You may remember him because I was lucky enough to have Navarro illustrate my columns in The American Spectator for a couple of years, or perhaps you’ve seen some of his work in exhibitions in Washington in recent years. Navarro has found more success in Germany, the United States, and even China than in his own country — a great credit to him, but a sad indictment of Spain’s art establishment.
Navarro is a curious mix of classicism and sharp humor — sometimes leading to irony, sometimes to surrealism, and sometimes to places no one can quite identify. But wherever it leads, the result is always inspiring and rewarding for the viewer. He has turned his work into a banner of freedom, because to admire the classics is not just to imitate them, but to create something new they themselves might be proud of.
Just yesterday I spoke with him about the exhibition, which runs through October and November in Madrid, just a few steps from the U.S. Embassy, in the Pardo Bazán room of the Lázaro Galdiano Museum. He told me that in addition to the paintings, the show includes a central sculpture in polychrome wood and bronze, created in collaboration with Spanish fashion designer Marcos Luengo, who was responsible for dressing it.

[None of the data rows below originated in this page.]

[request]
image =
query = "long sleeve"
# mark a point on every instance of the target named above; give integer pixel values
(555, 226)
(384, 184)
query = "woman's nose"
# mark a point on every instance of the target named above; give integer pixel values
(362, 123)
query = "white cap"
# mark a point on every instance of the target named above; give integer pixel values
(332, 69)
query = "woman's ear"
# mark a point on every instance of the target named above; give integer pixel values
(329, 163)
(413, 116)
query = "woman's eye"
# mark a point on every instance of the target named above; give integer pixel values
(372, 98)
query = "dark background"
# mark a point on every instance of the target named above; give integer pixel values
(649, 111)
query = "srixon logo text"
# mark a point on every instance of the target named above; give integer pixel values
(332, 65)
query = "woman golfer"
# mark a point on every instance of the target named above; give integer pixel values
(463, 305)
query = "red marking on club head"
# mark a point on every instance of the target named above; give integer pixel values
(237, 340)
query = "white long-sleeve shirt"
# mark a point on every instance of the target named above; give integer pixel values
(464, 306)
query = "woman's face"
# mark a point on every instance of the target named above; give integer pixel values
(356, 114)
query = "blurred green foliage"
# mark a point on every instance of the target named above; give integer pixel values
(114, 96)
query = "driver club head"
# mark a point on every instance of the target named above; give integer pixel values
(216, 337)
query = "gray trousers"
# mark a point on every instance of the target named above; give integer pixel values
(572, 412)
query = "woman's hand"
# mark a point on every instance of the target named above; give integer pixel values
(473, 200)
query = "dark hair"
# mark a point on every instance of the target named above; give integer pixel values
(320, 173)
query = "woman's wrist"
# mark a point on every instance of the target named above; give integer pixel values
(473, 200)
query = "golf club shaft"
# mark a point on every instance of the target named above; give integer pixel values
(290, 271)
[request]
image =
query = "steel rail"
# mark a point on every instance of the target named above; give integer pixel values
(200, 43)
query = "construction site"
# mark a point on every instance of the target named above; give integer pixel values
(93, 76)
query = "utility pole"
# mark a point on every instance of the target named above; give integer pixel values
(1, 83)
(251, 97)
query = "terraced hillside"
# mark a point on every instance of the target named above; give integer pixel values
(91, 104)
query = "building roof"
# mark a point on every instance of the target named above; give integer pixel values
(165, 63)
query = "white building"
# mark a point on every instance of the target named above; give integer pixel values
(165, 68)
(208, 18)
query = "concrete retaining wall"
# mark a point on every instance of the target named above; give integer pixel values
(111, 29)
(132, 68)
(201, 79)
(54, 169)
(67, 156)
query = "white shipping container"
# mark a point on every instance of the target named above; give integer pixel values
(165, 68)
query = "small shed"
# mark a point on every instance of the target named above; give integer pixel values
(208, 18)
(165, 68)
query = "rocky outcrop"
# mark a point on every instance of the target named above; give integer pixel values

The sculpture depicts a young woman about to levitate, and I can’t shake the feeling that it might be autobiographical.
The worst thing about nihilism isn’t that it’s wrong; the worst thing is that it’s boring.
To better grasp the creative world of “Yesterday a tiger trod on your shadow,” one must look to Goya’s etching Mode of Flying, which serves as the thread uniting all the works on display. Somehow they always seem to float in a strange creative magma — sometimes literally. Navarro sees this as an allusion to transcendence, which also makes for a refreshing tribute in an era when so many artists insist on the ephemeral, the material, and tedious homages to nihilism. The worst thing about nihilism isn’t that it’s wrong; the worst thing is that it’s boring.
And forgive me, art critics — many of you far wiser and more erudite than I — but Navarro is an entertaining painter. In fact, he’s a funny painter. I can spend ten minutes gazing at one of his canvases, and the smile simply won’t leave my face. If you’re fortunate enough to know the artist personally, it’s even more fun, because in his case, it’s impossible to separate the work from the man, just as has been true of every genius in the history of painting.

“A Chalet in El Viso with the Smell of Tobacco,” by Iñigo Navarro (Courtesy of Museo Lázaro Galdiano)
Yesterday I asked him whether he feared that AI might put painters like him out of business. Laughing, he told me no — that if anything, AI should be afraid of artists like him. With that kind of attitude, it’s only fitting that this exhibition should mark the beginning of something bigger, the moment when Navarro finally receives the recognition he deserves. Not for his sake alone, but because his art brings joy to those who see it — and there are plenty of good people who deserve that joy.
Once again, Navarro surprised me with a detail from his new exhibition. He wanted to give the show a deeper atmosphere, and finally came up with something brilliant: commissioning an exclusive fragrance from perfume designer Valérie Aucouturier to scent the gallery. The perfume evokes a dark cypress forest, with incense, sandalwood, and a touch of rose — the latter a nod to the scent traditionally said to emanate from the bodies of saints. It’s a beautiful and strange idea, like everything Navarro does.

The painter Iñigo Navarro in his studio (Courtesy of Museo Lázaro Galdiano)
The problem, of course, is that the gallery isn’t very large. Navarro installed three or four scent machines, each blasting out a puff of fragrance every few minutes. Soon enough, he got an emergency call from one of the museum guards on duty in the room: “Either turn down the air freshener a bit, or I’m going to die.” Any other artist might have dug in his heels, insisting that the intensity was essential to the work — that the fragrance was part of it. Not Navarro. He burst out laughing, apologized politely, and promptly tossed out a couple of the machines.
As the classic meme goes: tell me you’re a genius without telling me you’re a genius.